Here's my FYI again (every season about now) for the topic of water clarity and "where the fish are" at any particular place.

I'm a scuba diver and have dove the Lake in various places in May and June. The Western Basin has a thermocline up until around early-mid to late June, depending on the season and location. It moves down the water column as the surface waters warm and winds / currents mix the waters. Just because the water clarity is X at the surface doesn't mean it's like that all the way through the water column down to the bottom. The transition from the warmer water near the surface and the colder water near the bottom can be drastic, from 55-65 degrees at the surface to 45 degrees on the bottom. I've personally seen / felt this while diving. Once in mid June I was at a spot where the bottom 8-12 inches were much colder than above, way colder. I was hanging there 3-4 feet off the bottom in 60 degree water, and would reach my hand down to the bottom. As soon as my fingers / hand hit that colder water it was like sticking your hand in a cooler full of cold water to get a beverage. Really striking.

The point here is right now through sometime in June the water column is going to have significant temperature and clarity differences. I've seen three or four different water clarities in one column of water, top to bottom. I've seen both clear on the surface and murky near the bottom and murky at the surface and clear near the bottom. You can't truly judge the water clarity down the water column by looking at the surface 5-6 feet.

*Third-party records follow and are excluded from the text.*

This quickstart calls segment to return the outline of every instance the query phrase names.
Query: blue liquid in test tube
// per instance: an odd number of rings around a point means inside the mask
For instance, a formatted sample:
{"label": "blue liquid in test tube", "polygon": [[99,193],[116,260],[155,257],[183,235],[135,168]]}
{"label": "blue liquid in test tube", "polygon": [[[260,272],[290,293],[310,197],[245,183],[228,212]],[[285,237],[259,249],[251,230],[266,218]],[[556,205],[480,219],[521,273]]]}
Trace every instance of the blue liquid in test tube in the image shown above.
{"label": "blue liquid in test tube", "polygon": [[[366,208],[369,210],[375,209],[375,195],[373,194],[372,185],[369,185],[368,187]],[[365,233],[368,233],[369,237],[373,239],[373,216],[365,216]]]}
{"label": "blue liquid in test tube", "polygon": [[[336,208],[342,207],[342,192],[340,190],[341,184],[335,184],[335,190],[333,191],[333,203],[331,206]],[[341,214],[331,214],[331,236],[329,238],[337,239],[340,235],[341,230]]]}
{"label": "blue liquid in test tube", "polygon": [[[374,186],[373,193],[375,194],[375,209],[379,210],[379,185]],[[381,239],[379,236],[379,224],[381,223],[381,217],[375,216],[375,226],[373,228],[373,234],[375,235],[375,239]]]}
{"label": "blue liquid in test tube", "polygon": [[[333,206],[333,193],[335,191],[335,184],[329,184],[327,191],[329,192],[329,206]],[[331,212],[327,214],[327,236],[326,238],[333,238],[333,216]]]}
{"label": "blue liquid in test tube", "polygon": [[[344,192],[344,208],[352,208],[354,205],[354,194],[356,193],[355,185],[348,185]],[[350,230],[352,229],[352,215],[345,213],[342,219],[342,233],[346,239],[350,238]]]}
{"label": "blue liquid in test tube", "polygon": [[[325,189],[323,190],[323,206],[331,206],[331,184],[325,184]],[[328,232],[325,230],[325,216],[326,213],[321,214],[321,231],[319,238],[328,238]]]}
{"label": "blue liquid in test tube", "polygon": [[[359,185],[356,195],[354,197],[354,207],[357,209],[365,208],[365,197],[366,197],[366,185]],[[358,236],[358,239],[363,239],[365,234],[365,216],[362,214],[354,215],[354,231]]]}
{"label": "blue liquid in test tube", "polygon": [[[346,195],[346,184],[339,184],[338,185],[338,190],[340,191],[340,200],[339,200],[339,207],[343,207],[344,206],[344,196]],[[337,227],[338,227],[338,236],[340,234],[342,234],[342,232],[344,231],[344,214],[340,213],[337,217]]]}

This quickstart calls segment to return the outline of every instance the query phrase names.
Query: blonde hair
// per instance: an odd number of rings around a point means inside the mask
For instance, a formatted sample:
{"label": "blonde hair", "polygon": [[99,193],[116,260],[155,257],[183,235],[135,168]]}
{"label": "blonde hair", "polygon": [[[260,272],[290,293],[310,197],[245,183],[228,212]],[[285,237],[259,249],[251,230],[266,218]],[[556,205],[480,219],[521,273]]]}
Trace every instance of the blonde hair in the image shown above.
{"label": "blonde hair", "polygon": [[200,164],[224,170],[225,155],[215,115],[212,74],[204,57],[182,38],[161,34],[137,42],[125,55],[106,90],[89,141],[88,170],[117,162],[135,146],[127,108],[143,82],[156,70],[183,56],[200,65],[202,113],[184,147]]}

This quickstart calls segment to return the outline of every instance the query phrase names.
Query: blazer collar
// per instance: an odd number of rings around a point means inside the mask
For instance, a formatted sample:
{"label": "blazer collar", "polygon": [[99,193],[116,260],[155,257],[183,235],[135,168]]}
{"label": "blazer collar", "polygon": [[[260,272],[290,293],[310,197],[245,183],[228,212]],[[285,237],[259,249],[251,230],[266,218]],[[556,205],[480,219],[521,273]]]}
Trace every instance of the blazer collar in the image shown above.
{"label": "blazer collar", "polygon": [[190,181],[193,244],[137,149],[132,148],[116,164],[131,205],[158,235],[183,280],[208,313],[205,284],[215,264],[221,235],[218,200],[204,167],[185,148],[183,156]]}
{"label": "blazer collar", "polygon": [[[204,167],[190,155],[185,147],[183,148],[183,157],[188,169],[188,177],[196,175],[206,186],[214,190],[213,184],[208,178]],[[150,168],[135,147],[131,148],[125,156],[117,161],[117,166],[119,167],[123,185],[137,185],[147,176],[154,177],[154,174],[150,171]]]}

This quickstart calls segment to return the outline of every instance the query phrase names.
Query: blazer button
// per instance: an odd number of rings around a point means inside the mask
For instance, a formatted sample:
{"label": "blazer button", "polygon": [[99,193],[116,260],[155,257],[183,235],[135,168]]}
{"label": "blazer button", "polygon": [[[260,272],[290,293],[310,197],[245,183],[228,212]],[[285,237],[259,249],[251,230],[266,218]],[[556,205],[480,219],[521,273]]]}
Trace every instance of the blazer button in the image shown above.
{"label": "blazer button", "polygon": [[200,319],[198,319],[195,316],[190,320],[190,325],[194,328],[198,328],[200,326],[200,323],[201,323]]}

What you are really looking for is the combination of clarity and temperature. The big E-NE-N-NW blow we had last week probably played havoc with the thermoclines / water temperatures and clarities throughout the Western Basin, surface and below. The surface wave push forced a lot of warmer water to the bottom along the southern shoreline and pushed the responding opposite currents to move a lot of the lower water column around out in the Lake. A lot of mixing. I have little doubt over the next 4-5 days there are some places out there where you have 2-3-4 significantly different water temperatures in one column of water. The thermocline is probably about half way up in most places deeper than say 18-20 feet, no doubt in 25+ deep areas. You could see vertical lines of clarity difference in the satellite images the last few days - razor thin vertical lines between muddy and clear water zones.

I’ve seen this underwater horizontally, crisp definitive lines between clarities. Running a lure just one or two feet higher or lower can put you above or below that line.

This week and coming weekend I'd be looking for those transitions, but always keep in mind the water depth you are running lures at may not be the same clarity and/or temperature as the surface. Just because the surface is still murky or in the more murky area of the "stained" category doesn't mean there won't be walleye there, down in a clearer horizontal layer of water. This is especially possible in areas of significant currents and current transitions, which may not be visible or detectible at the surface.